Poet; performer; playwright; Nigerian-born, Longford-based spoken word poet Felicia Olusanya (a.k.a. Felispeaks) has spent years carefully honing her craft. Here she shares more about her work, mentors and why having her poem on the Leaving Cert curriculum is the greatest of honours.
Did you always want to be a poet/creative?
I think I was born a creative but I wasn’t always sure or convinced I was going to be a poet or that I was going to use it in a professional sense.
In college, I studied… english and sociology at Maynooth University and for my postgrad diploma, I studied public relations and communication studies at the European Institute of Communications in Dublin City.
My most formative work experience was… that’s a difficult question. I had many work experiences that added and formed the person I am today and that led me to where I am now, but if I had to pick just one I think it would be my first “official” work experience. One of my first proper jobs was working in a bank and it was definitely a formative experience because I wrote some of my best poems while working there. That led me to where I am today. I wrote For Our Mothers while at work there and it’s now one of the poems on the Leaving Cert curriculum.
My first real job was… I worked in a bank for a year in Dublin City.
The most invaluable thing I learned early on in my career was… that I am more than capable, people are willing to invest in me and they value what I have and bring to the table.
A common misconception about what I do is… that I just kind of lounge around until a job becomes available, but that is so far from the truth. I’m constantly busy because my mind is constantly creating whether there is a job in view or not.
My main responsibility in work is to…create art that touches people and, most importantly, art that tells the truth – that’s important in order for my work to achieve that.
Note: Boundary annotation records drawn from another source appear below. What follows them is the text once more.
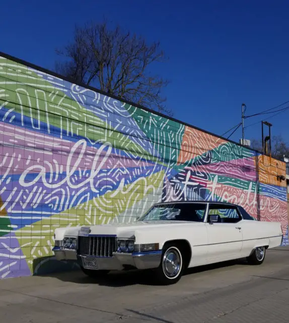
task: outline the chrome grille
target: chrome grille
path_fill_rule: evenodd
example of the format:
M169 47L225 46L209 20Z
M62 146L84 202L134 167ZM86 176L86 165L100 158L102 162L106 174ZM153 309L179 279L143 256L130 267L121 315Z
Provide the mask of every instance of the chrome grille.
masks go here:
M114 236L89 236L78 237L78 253L84 256L112 257L116 251Z
M54 241L54 246L62 247L63 246L63 240L55 240Z

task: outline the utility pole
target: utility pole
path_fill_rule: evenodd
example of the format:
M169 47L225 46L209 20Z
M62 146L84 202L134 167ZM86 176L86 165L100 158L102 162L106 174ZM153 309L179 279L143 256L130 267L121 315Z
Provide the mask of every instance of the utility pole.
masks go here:
M245 109L244 109L245 108ZM242 144L244 145L244 138L245 137L244 134L244 119L245 112L246 111L246 109L247 107L246 106L246 104L243 103L242 104Z

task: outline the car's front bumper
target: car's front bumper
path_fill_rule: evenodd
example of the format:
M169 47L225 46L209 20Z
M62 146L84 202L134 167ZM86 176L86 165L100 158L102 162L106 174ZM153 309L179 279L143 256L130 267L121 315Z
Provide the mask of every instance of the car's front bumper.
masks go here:
M162 250L125 253L114 252L112 257L93 257L77 254L76 250L54 248L53 251L57 260L77 261L83 265L83 260L93 258L99 270L123 270L126 266L131 266L137 269L157 268L161 263Z

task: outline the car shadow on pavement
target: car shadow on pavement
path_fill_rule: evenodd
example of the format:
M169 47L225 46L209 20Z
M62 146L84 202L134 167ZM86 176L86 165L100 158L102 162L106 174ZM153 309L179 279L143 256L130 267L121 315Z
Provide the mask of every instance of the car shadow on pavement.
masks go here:
M245 264L243 260L230 260L209 265L200 266L186 270L184 276L205 272L219 268L227 268L237 264ZM154 279L154 272L151 270L130 270L122 272L111 272L107 276L101 278L92 278L87 276L82 271L74 271L61 273L53 273L37 275L56 278L63 282L71 282L76 284L95 284L100 286L110 287L122 287L134 285L159 286Z

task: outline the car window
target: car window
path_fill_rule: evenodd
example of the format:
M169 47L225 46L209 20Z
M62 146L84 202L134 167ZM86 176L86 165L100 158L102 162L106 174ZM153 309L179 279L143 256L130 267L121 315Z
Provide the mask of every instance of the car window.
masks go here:
M203 222L205 203L171 203L154 205L139 221L174 221Z
M207 222L211 215L219 216L221 223L236 223L241 220L237 207L231 205L209 205Z

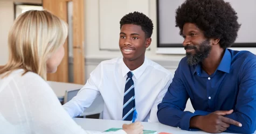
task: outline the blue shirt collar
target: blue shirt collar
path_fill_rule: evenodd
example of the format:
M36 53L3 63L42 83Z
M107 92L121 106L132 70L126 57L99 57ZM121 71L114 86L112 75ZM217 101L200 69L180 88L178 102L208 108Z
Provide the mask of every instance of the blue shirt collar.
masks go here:
M218 66L217 69L229 73L230 71L230 66L231 65L231 54L227 48L225 50L224 55L222 58L222 61ZM196 72L197 72L198 74L202 74L201 71L201 63L197 64L196 68L195 68L194 72L193 74L195 74Z

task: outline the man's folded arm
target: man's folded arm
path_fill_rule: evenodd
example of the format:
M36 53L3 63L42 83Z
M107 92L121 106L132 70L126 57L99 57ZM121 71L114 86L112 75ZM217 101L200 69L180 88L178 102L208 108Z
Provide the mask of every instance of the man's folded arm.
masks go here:
M175 71L172 82L162 102L158 105L157 117L162 124L183 130L194 130L189 128L190 120L198 114L184 111L189 95L180 79L179 68Z
M231 125L226 132L253 133L256 130L256 59L248 60L240 73L239 91L234 112L225 117L242 124L241 127Z

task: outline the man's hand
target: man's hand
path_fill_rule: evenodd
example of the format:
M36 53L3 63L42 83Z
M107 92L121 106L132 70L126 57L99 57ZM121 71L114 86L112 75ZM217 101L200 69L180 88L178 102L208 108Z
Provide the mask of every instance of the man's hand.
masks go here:
M210 133L221 133L226 131L230 124L241 127L242 124L223 116L231 114L229 111L216 111L205 116L196 116L190 119L190 126Z

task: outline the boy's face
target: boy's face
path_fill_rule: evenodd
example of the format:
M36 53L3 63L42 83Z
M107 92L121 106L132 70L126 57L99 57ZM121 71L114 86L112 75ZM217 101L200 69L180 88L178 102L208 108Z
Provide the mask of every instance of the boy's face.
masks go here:
M134 24L122 26L119 37L119 47L125 60L134 60L144 57L151 43L151 38L146 38L141 27Z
Creating art that touches people and that takes them on a journey, to a place of healing and thought and provocation is the goal. I try to live by the idea that art comforts the disturbed and disturbs the comfortable.
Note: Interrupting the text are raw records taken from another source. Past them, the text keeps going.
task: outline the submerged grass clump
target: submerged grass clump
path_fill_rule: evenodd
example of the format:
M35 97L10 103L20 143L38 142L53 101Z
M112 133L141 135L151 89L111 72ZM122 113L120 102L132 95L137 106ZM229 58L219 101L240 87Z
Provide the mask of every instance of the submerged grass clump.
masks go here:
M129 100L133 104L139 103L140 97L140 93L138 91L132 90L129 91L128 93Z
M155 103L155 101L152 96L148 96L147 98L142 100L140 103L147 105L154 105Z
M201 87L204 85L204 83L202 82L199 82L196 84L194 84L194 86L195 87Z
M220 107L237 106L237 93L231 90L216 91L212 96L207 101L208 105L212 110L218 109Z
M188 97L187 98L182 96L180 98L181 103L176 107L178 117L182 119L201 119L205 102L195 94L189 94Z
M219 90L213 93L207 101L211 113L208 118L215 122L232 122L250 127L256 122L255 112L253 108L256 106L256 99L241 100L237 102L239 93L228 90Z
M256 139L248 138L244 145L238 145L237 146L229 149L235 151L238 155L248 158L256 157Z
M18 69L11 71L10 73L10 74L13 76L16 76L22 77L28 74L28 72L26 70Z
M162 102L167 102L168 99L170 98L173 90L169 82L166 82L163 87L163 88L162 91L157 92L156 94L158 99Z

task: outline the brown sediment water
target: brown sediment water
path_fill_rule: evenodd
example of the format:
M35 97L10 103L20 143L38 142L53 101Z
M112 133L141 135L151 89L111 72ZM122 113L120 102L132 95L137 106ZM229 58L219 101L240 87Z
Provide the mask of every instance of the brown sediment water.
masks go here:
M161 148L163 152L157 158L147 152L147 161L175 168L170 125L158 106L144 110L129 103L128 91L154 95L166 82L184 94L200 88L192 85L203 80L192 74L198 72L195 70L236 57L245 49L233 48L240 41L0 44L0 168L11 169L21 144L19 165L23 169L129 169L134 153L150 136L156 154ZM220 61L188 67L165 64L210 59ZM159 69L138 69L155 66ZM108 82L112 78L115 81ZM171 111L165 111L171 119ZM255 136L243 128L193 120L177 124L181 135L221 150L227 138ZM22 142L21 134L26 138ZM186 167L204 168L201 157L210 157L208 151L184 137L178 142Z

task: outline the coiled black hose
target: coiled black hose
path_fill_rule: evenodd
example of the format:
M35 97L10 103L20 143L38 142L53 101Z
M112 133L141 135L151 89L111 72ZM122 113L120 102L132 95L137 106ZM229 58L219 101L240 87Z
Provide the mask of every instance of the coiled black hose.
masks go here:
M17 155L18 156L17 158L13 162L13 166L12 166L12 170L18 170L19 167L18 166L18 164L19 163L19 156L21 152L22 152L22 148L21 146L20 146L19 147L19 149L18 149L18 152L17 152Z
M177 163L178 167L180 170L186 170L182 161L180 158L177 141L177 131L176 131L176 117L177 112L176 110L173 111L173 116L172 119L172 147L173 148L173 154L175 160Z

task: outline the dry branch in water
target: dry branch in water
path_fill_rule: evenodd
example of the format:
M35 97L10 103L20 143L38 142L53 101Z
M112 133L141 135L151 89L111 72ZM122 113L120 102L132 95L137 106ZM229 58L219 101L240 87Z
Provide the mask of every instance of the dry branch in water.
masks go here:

Do you have a career mentor or someone you look up to/seek advice from? Yeah, there are a few career mentors/people that I would seek advice from; David Francis Moore from Visual Carlow, Niamh Donnelly from the Irish Theatre Institute and Dael Orlandersmith who’s become a recent mentor from New York. I am lucky to have a few different mentors and I appreciate them endlessly.
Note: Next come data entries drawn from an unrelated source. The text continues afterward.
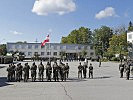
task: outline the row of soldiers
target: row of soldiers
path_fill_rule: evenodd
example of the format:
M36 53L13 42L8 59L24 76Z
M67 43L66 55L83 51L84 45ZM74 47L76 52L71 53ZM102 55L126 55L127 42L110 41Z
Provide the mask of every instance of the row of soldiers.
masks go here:
M24 66L21 65L21 63L17 64L15 66L14 64L10 64L7 68L7 79L8 81L21 81L22 77L24 78L24 82L27 82L29 79L29 72L31 71L31 80L36 81L36 75L37 75L37 69L38 69L38 80L43 81L44 79L44 70L46 70L46 79L47 81L51 81L52 79L52 72L53 72L53 79L55 81L59 81L61 79L62 81L66 81L69 75L69 65L68 63L63 64L60 62L58 65L57 62L54 62L53 67L51 66L51 63L47 63L46 67L40 62L40 64L37 66L35 62L30 67L28 63L25 63Z
M132 62L127 61L125 63L119 64L120 78L123 78L123 74L126 73L126 79L129 80L130 72L133 74Z
M82 73L83 73L84 78L86 78L87 68L89 69L89 78L93 78L93 66L90 63L90 66L88 67L88 63L87 62L84 62L83 65L81 65L81 62L79 63L79 66L78 66L78 78L82 78Z

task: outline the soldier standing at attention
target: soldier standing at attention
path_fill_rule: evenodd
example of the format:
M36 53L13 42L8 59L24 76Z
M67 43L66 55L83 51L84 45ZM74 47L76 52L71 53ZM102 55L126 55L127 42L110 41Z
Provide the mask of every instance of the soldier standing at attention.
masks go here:
M129 80L129 77L130 77L130 65L126 65L126 78L127 80Z
M25 66L23 67L23 71L24 71L24 82L27 82L28 81L28 66L27 66L28 63L25 63Z
M91 63L90 63L90 66L89 66L89 78L93 78L93 66L92 66Z
M119 71L120 71L120 78L123 78L124 64L119 65Z
M66 77L68 78L68 75L69 75L69 69L70 69L70 67L69 67L69 65L68 65L68 63L66 63Z
M83 75L84 75L84 78L86 78L87 68L88 68L87 63L84 62L84 65L83 65Z
M83 66L81 65L81 62L80 62L78 66L78 78L82 78L82 70L83 70Z
M16 71L16 82L19 81L20 82L20 74L21 74L21 69L20 69L20 63L17 64L17 67L15 68Z
M42 64L42 62L38 65L38 70L39 70L39 80L43 81L43 75L44 75L44 65Z
M11 65L9 65L9 67L7 68L7 72L8 72L7 80L10 82L12 81L12 76L13 76L13 69Z
M23 66L21 65L21 63L19 63L19 69L20 69L20 79L22 80L22 76L23 76Z
M32 81L36 80L36 70L37 70L37 66L36 66L36 64L34 62L32 64L32 66L31 66L31 78L32 78Z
The biggest risk I have taken in my career so far is…believing in myself. That’s the hardest one, believing in myself.
I wake at… it varies depending on the day and the workload but I wake whenever I need to.
The first thing I do every morning is… I thank my Ori, I thank my Chi, I thank the gods within and the gods without, I thank the gods that led me here. I thank myself, I thank the being that houses me.
My morning routine is… I say a gratitude prayer and if I have time I meditate, make a cup of tea and give my dog a hug.
I can’t go to work without… my earbuds because usually if I’m going somewhere on a journey or sitting at my desk to write, I generally need something in my ears.
I travel to work by… bus or car pretty much, or depending on the county, sometimes by train.
On an average workday I… there is never an average workday with my job, there just isn’t. I do something different almost every other day.
I start my workday at… it varies – it could be 6am or it could be noon.
The first thing I do at work is… if I am working with other people, I greet them and check in with them first.
The most useful business tool I use every day is… Evernote, the Note app or a pen and a good old paper notebook (that’s my favourite business tool).
I rarely get through my working day without… my goddamn iron pills!
I save time by… cutting out time wasters, really and truly.
The best part of my day is… either being on stage or getting to hang out with my dog, my border collie.
The most challenging part of my day is… masking.
I know it’s been a good day if… I’m quite bouncy or energetic at the end of the day despite it being a long, fulfilling day.
I usually end my day at… this varies depending on the day and the job at hand.
Before I go to bed, I… usually decompress with a ridiculous reality show, to be honest! Something that’s so far from my current life and is just so ridiculous that it’s entertaining.
I often prepare for tomorrow by… studying my calendar to see what I have coming up.
After a long work week, I destress by… having a really good girl-chat with my friends.
The accomplishment I’m most proud of is… I don’t know if I can necessarily say that I “accomplished” it, but it’s been an incredible honour to be added to the Leaving Cert curriculum. It’s historical, it’s life-long, it’s legend status! I was given the honour because I was presumed deserving and that is amazing and I’m incredibly proud of that.
If you want to get into my line of work, my advice is… always to create, create, create! Write, write, write! And don’t wait for opportunities, be innovative enough to create them. Be daring and bold enough to act as if you deserve to be here in that space.
I’ve just finished working on… a music poetry project that I am trying to film a music video for and get out there as soon as possible. That’s coming out soon. I’m currently working on a few different gigs and school workshops coming up in October and I am hoping to have November to create something new from my own brain space. I am also currently working on the Transatlantic Commission script.